De werken van Carson, de Club van Rome en andere auteurs in deze periode hadden een blijvende invloed op hun lezers, bezorgde burgers die de overheid ertoe aanzetten actie te ondernemen om het menselijk leefmilieu niet langer geschonden te laten worden. In de loop van de zeventiger jaren werd er een aantal belangrijke wetten vervaardigd die het milieu moesten beschermen, zoals de National Environmental Policy Act (1970) en de Endangered Species Act (1973).15 Via de hierboven genoemde studies kreeg het publiek 'environmental awareness', wat niet alleen leidde tot verbeterde wetgeving omtrent het milieu, maar ook het ontstaan van organisaties die het publiek met hun activiteiten blijvend op de hoogte hielden van het milieu en de noodzaak ervoor te vechten, zoals de Earth Day festivals (eerste festival 1970) en Greenpeace (opgericht in 1971). 

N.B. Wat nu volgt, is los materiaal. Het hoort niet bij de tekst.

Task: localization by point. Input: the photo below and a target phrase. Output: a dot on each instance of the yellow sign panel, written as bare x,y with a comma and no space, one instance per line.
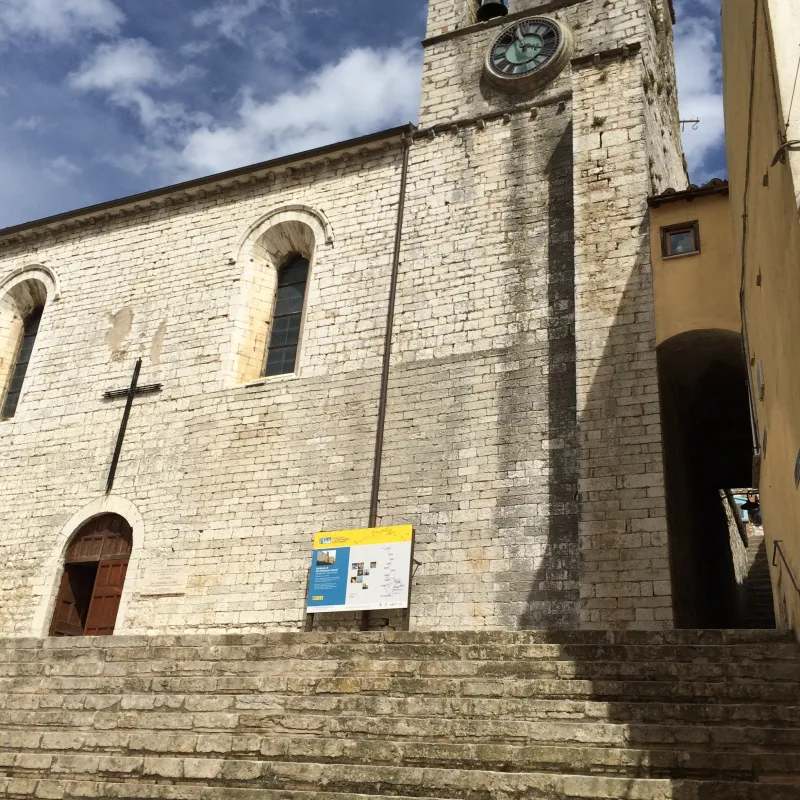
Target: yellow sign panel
365,536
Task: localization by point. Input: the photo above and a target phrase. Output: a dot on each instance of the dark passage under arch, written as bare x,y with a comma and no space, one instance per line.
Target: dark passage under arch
95,567
707,447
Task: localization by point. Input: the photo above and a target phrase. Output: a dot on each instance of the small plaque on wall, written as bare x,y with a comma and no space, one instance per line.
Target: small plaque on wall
164,581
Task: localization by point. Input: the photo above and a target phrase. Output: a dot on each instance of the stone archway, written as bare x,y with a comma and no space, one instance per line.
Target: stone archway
708,447
93,578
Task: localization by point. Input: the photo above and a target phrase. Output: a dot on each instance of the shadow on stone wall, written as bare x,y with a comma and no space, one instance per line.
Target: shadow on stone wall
556,582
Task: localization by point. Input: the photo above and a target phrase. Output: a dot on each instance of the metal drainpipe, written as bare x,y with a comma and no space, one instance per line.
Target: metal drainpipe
387,351
745,220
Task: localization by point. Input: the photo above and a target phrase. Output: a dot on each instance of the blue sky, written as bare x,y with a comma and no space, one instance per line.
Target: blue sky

Het is belangwekkend om de rol van technologie bij deze milieuproblematiek te betrekken. Technologie is immers in zekere zin verantwoordelijk voor het veroorzaken van milieuproblematiek. Technologische ontwikkeling zorgt voor een hogere levensstandaard en de welvaart die daarmee gepaard gaat, maar tegelijk ook voor het verlagen van de natuurlijke standaard, dankzij het in cultuur brengen van de natuur voor uitsluitend menselijke belangen. Hoewel technologische ontwikkeling en bevolkingsgroei niet per se samengaan – immers, de bevolking stijgt het snelst in de Derde Wereld onder bevolkingsgroepen die weinig technologie tot hun beschikking hebben – zorgt de hogere levensstandaard die technologie biedt voor meer consumentisme en industrie en de daarmee gepaard gaande vervuiling. Bepaalde technologie, zoals pesticiden of atoomenergie, vormt een grote bedreiging voor het mondiale milieu. Het milieu lijkt weinig baat te hebben bij de menselijke ontwikkeling.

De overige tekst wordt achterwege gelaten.